Which patients with fibroids and myometriosis are suitable for magnetic wave therapy

  This scientific article hopes to provide a general understanding of the patients who are suitable for magnetic wave therapy.
  Disease selection
  First of all, in obstetrics and gynecology, magnetic wave therapy is mainly suitable for the treatment of benign diseases of the uterus, while malignant diseases such as uterine sarcoma or endometrial cancer are still mainly surgical. Uterine fibroids and myometriosis are the two main diseases that are currently treated.
  In the treatment of fibroids and myometriosis, we still recommend to choose those patients who have indications for surgery and need to be treated. Any treatment requires a comprehensive assessment of the risks and benefits of the treatment. Magnetic wave therapy is very safe, much safer than surgery, but statistically there is still a 5 per cent chance of complications, and if side effects occur, then it is not worth it.

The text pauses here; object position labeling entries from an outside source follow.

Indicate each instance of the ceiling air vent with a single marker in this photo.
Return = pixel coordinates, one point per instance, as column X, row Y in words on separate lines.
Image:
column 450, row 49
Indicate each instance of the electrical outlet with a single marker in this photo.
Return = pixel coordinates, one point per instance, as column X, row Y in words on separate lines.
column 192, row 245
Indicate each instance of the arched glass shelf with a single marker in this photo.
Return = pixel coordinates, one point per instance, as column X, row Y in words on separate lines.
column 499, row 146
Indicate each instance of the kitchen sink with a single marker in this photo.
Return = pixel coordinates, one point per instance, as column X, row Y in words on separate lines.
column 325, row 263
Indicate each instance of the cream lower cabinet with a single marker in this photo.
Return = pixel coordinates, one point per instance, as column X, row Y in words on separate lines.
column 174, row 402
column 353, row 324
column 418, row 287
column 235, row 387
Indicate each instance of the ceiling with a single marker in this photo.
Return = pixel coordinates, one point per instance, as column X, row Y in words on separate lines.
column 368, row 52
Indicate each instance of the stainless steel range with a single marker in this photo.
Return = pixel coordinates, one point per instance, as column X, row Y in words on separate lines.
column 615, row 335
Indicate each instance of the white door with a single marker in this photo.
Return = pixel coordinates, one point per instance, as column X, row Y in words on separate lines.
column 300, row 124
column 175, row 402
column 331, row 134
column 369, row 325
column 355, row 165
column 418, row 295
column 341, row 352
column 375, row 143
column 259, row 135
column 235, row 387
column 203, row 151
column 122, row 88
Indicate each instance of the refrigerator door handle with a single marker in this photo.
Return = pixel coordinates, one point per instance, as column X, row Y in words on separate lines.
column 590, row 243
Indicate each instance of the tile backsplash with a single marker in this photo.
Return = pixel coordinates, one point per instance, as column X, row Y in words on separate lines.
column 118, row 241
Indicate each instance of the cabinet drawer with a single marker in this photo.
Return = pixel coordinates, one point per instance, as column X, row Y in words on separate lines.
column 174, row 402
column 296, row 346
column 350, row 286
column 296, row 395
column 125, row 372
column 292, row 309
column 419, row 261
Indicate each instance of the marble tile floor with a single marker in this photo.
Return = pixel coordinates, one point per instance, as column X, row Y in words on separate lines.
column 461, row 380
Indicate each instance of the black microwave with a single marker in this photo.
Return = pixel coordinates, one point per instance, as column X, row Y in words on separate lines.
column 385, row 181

  Fortunately, fibroids are benign diseases, and only one in 6,000 cases of fibroids is seen as a problem of uterine sarcoma, and I am currently trying to perform fine needle aspiration biopsy to rule out sarcoma in some patients who cannot be reassured of the possibility of sarcoma.
  If myometrium is combined with the presence of ovarian coeliacs, myometrium can be treated with magnetic waves, but coeliacs cannot be treated with magnetic waves at the same time, so a clinical evaluation is then needed to determine an appropriate treatment plan for the patient.
  1. What kind of tests need to be done in advance to determine
  For all patients to undergo magnetic wave therapy, we need to perform an MRI scan (scan + enhancement of the uterus, please reply to “magnetic wave” to understand the process) before the procedure, and in order to correspond to the position in the treatment, we usually need to have the patient empty the urine and do the treatment lying down. After the treatment, you will get the data in Dicom format. For an MRI scan, no metal should be present in the body, so if there are metal rings, internal fixation plates or pacemakers in the body, it is necessary to confirm with a specialist whether an MRI can be done.
  In addition to MRI, some basic blood tests (routine blood, liver and kidney electrolytes, coagulation function) and ECG need to be completed before the treatment because intravenous analgesia is needed during the treatment.
  2.What kind of images are suitable for magnetic wave therapy
  The interpretation of MRI is key to determine whether magnetic wave therapy can be done. Although there are films available, but because of the different standards around the world, sometimes the film is too small or the resolution is not enough to determine whether it is suitable for magnetic wave, so it is best to get the CD or Dicom data.
  The following aspects need to be understood on the film.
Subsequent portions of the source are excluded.